Developer forums (C::B DEVELOPMENT STRICTLY!) > Development
Discussion: MIME plugins existence
takeshimiya:
Hi. I was thinking what are the advantages and disvantages of having MIME functionality as a plugin, or in the SDK.
Disvantages of having MIME as plugins:
In my opinion, it's a very common feature to having it as a plugin.
It introduces confussion between users and it's not convenient having different MIME plugins for every plugin (ie. wxSmith) that needs extension file handling.
And, what happens if you disable the Default MIME plugin?
Well, I have a personality of C::B that doesn't load any plugin.
So it's weird that I can open .h/.cpp files, but if I try to open a .txt or any other file, nothing happens, no question nor message box.
I can't think of any app that manages MIME as plugins, but I can think of apps that does not (Firefox, SciTE).
So far, to me it makes sense moving the MIME functionality to the SDK.
What do you think?
David Perfors:
I think it is a good idea to move the MIME to the SDK, I can't find a reason not to do so...
What I want to know is:
What is the advantage to have a MIME plugin?
What is the disadvantage to move it to the SDK? (it takes some time, and not every one does have that time... I know :P)
mandrav:
--- Quote from: Takeshi Miya on December 08, 2005, 02:28:16 pm ---It introduces confussion between users
--- End quote ---
This will be handled by the imminent renaming to "File associations".
--- Quote from: Takeshi Miya on December 08, 2005, 02:28:16 pm --- and it's not convenient having different MIME plugins for every plugin (ie. wxSmith) that needs extension file handling.
--- End quote ---
wxSmithMime, as every future MIME plugin, has no configuration. It just handles *.wxs files by opening the form for editing. That's the point. The default handler asks the user what to do, maps extensions to actions etc. Other MIME plugins must not do that. Just handle what they 're capable of handling...
So, I don't think "convenient" applies here since you won't ever know about these plugins (other than seeing them in the list).
--- Quote from: Takeshi Miya on December 08, 2005, 02:28:16 pm ---And, what happens if you disable the Default MIME plugin?
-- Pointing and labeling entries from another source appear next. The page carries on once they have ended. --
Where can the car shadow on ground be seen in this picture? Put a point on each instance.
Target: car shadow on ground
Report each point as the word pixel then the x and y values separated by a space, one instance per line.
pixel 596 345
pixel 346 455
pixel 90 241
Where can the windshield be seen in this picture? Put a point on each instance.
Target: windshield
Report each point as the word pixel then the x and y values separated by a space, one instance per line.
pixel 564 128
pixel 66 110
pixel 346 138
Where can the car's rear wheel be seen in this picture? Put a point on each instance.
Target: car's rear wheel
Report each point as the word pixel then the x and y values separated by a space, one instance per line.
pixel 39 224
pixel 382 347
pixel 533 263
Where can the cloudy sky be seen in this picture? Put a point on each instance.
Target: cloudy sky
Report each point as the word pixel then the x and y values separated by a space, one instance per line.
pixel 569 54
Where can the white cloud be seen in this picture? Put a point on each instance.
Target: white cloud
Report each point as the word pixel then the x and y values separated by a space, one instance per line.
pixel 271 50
Well, I have a personality of C::B that doesn't load any plugin.
So it's weird that I can open .h/.cpp files, but if I try to open a .txt or any other file, nothing happens, no question nor message box.
--- End quote ---
Well, I see your point about .txt files and it would make sense to open .txt files in the editor by default, without asking. But anything more than that and the editor won't know what to do with the file.
Either all MIME handling is done by plugins or they all must enter the SDK (highly inconvenient, not to mention hard to extend).
A single call to PluginManager::GetMimeOffers() (IIRC) returns all available MIME handlers (of type cbMIMEPlugin). If DefaultMIMEHandler went into the SDK, it wouldn't be a cbMIMEPlugin anymore so what gives?
takeshimiya:
I agree that plugins must handle what to do with the files, and not the SDK.
But what I'm refering is having in the SDK a 'file extensions binder'.
For example, now we have key shortcut bindings.
Well, the SDK could provide a 'file extensions binder' on which the user can select what to do with that extension.
ie.
*.txt Open in cbEditor
*.cpp Open in cbEditor
*.xrc Open in wxSmith
*.rc Open in external tool
That's for the SDK part (let's call it MimeManager).
And then the MimeManager would notify the plugins (ie. wxSmith) that are associated with that extension, so they can do whatever they want with it.
It is understandeable?
280Z28:
Something to consider is files that don't have extensions might still need highlighting (makefiles). Files with the same extension might need different highlighting (.conf files for different programs). I'm still thinking of a way to do this.